Have you tried your focaccia as a pizza crust? That's my next thing. I have made your recipe a few times now and its really good. I made one yesterday to have along with a pulled chicken salad. I switched the jack cheese with cheddar and added bacon bits and some other seasonings like garlic and onion granules red pepper flakes and oregano and everyone, even those not doing strict low carb thought it was really good...and I even forgot to put the flax meal in!

It seems like the focaccia would do well for a pizza. I've been using an Italian blend shredded cheese instead of the jack cheese anyway in the past and I think that seasoning mix I just described, minus the bacon bits would be good. I'm thinking baking it on the lower rack a few less minutes than the regular recipe so the bottom gets done and the top still a little soft, then let cool a bit and flip that over so the top is now the new bottom and the pizza toppings go on what was the more well done bottom which is now the top!

It seems like the focaccia would also be good made as a sweeter thing, with some sugar alcohol added and maybe bits of apple with cinnamon and vanilla too.
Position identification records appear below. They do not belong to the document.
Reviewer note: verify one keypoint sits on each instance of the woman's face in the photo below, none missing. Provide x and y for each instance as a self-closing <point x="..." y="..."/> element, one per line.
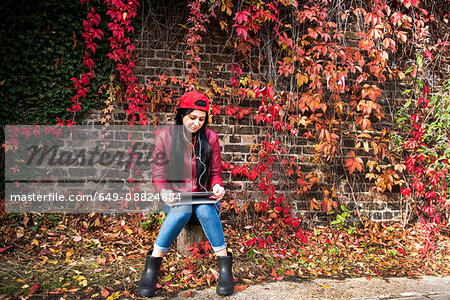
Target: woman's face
<point x="195" y="120"/>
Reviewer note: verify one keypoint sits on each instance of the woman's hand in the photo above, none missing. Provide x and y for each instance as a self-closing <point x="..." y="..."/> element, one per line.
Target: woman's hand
<point x="218" y="191"/>
<point x="167" y="196"/>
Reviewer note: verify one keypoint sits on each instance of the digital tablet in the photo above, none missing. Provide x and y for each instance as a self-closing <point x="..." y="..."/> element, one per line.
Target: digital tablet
<point x="192" y="198"/>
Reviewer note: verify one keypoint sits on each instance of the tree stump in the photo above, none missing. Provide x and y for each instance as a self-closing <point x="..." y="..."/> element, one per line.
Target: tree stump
<point x="190" y="234"/>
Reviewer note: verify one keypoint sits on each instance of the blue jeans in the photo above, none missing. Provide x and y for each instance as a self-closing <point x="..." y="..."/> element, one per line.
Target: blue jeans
<point x="178" y="216"/>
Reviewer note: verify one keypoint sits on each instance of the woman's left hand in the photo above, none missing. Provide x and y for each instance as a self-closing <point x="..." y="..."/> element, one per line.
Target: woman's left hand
<point x="218" y="191"/>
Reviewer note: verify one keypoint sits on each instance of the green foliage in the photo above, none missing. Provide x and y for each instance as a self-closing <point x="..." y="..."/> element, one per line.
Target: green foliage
<point x="42" y="48"/>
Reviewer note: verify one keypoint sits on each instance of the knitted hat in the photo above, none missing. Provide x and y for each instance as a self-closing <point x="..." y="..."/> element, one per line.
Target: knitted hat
<point x="188" y="101"/>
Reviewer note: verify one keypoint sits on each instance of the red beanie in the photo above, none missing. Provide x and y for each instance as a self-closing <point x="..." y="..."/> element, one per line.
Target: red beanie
<point x="188" y="101"/>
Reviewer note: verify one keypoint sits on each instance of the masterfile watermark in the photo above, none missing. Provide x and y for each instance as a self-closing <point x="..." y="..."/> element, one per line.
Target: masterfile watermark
<point x="83" y="169"/>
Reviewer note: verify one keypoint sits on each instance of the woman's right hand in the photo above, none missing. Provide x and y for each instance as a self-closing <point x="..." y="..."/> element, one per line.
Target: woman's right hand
<point x="167" y="196"/>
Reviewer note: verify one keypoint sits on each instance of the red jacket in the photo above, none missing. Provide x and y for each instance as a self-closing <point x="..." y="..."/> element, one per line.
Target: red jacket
<point x="160" y="171"/>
Using a more benign cheese like the Jack would probably be best like your original recipe...and maybe some chia or poppy seeds.

Have you tried any fruit in the fococcia like that?

I didn't see a comments section on your web site, so I have to ask stuff here. Might as well let others learn rather than do it in PM's.

Thanks to you and your cheddar "biscuits" recipe, we will be having hamburgers WITH buns this memorial day. That recipe is a keeper for sure, they just need to be warm when serving.

I also did your pancakes again this weekend with good success. I used frozen raspberries and they turned out pretty good. Some sugar free maple flavor syrup melted with a little sugar free raspberry jelly poured over them made a great sweet-ish treat...with bacon.